El control sobre actos corporativos de las IES también puede darse —como se ha dicho— por vía del recurso de protección, en la medida en que un estudiante sufra, por un acto arbitrario o ilegal, una lesión, perturbación o amenaza de alguno de los derechos enumerados en el artículo 20 de la Constitución y sea necesaria la intervención (tutela) judicial urgente, para reestablecer el imperio del derecho.

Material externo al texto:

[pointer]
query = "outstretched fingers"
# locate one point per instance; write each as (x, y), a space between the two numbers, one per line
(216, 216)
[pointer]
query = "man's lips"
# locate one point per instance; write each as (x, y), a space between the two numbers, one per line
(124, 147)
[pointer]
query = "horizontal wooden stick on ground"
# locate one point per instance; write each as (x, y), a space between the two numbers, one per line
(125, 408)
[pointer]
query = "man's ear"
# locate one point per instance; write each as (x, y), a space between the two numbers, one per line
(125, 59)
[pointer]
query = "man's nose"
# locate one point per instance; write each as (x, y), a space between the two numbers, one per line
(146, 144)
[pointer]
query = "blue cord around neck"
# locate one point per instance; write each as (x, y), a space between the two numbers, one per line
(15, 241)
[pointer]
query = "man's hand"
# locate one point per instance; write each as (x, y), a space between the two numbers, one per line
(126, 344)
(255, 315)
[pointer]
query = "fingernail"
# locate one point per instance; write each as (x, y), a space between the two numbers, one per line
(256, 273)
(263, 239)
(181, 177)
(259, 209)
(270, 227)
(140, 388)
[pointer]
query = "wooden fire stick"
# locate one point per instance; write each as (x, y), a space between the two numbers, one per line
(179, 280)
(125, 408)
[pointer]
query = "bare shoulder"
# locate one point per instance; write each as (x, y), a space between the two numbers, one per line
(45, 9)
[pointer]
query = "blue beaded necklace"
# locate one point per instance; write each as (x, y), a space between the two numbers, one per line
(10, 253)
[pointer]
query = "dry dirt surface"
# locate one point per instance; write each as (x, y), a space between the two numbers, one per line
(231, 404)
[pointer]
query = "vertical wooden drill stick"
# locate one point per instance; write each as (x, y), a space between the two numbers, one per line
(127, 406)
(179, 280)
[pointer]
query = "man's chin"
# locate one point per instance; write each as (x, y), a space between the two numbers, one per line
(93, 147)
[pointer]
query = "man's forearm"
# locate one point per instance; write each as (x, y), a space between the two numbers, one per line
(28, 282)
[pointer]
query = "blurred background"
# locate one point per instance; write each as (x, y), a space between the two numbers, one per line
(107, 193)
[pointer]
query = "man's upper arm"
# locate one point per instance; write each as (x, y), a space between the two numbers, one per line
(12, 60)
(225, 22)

En esta sede se ha dicho que:

i) Es arbitraria la aplicación de una cláusula del contrato educacional que permite el cobro total del arancel anual en caso de retiro del estudiante, cuando el retiro se debió a una situación de fuerza mayor (no voluntaria) y que había sido conocida por la universidad, acogiendo la solicitud de suspensión del respectivo período académico72.

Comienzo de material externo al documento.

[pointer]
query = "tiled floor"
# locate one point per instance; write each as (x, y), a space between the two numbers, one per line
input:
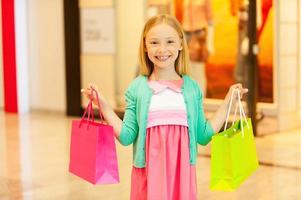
(34, 157)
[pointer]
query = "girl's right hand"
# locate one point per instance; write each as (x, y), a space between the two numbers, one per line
(90, 95)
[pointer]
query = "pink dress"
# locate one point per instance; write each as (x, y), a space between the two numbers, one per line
(168, 174)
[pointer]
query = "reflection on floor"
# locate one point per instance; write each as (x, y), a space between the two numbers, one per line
(34, 156)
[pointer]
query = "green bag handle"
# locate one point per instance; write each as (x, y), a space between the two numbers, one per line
(241, 111)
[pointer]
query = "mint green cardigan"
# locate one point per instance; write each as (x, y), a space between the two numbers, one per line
(138, 96)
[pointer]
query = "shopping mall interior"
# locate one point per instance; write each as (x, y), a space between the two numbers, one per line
(51, 49)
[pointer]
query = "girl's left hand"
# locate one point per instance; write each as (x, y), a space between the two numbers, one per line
(238, 86)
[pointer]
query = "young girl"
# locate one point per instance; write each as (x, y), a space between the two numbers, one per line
(164, 117)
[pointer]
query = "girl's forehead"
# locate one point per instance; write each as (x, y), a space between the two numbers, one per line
(162, 30)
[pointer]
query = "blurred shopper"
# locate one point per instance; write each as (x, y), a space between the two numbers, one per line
(164, 117)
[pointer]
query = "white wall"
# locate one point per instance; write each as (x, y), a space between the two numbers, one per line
(99, 69)
(1, 64)
(21, 37)
(46, 55)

ii) Es arbitraria la negativa de las IES a entregar certificados, títulos o documentos por mora del alumno, no obstante que se encuentre establecida en los reglamentos internos o contratos de prestación de servicios, en cuanto constituye una forma de presión indebida a la luz de los principios generales del derecho y que, además, vulnera el derecho de propiedad de los estudiantes respecto de su calidad de tal o el derecho a la igualdad73. Otro fallo agrega que “la educación universitaria es el objetivo primordial del contrato de educación que celebra la universidad con cada alumno, siendo el pago de la matrícula y la colegiatura anual [solo] la contraprestación de ese servicio”74.

iii) La universidad, en uso de su autonomía, puede seleccionar a sus alumnos entre los postulantes que cumplan los requisitos exigidos. Así, cuando la postulación de una persona a una universidad, por vía especial, fuese rechazada fundándose en que su actividad laboral no está relacionada con el campo profesional de la carrera a la que intentaba ingresar, no hay un acto que se pueda calificar de arbitrario o ilegal de parte de la universidad75. Si un estudiante postuló a determinada carrera conforme al procedimiento y cumpliendo los requisitos establecidos previamente por la entidad, pero al concurrir a materializar la inscripción fue informado de que los cupos para la carrera se habían completado y que debería atenerse a los resultados de la lista de espera, el actuar de la universidad no transgrede los requisitos de transparencia y objetividad que la LEGE establece en cuanto al proceso de selección de alumnos76.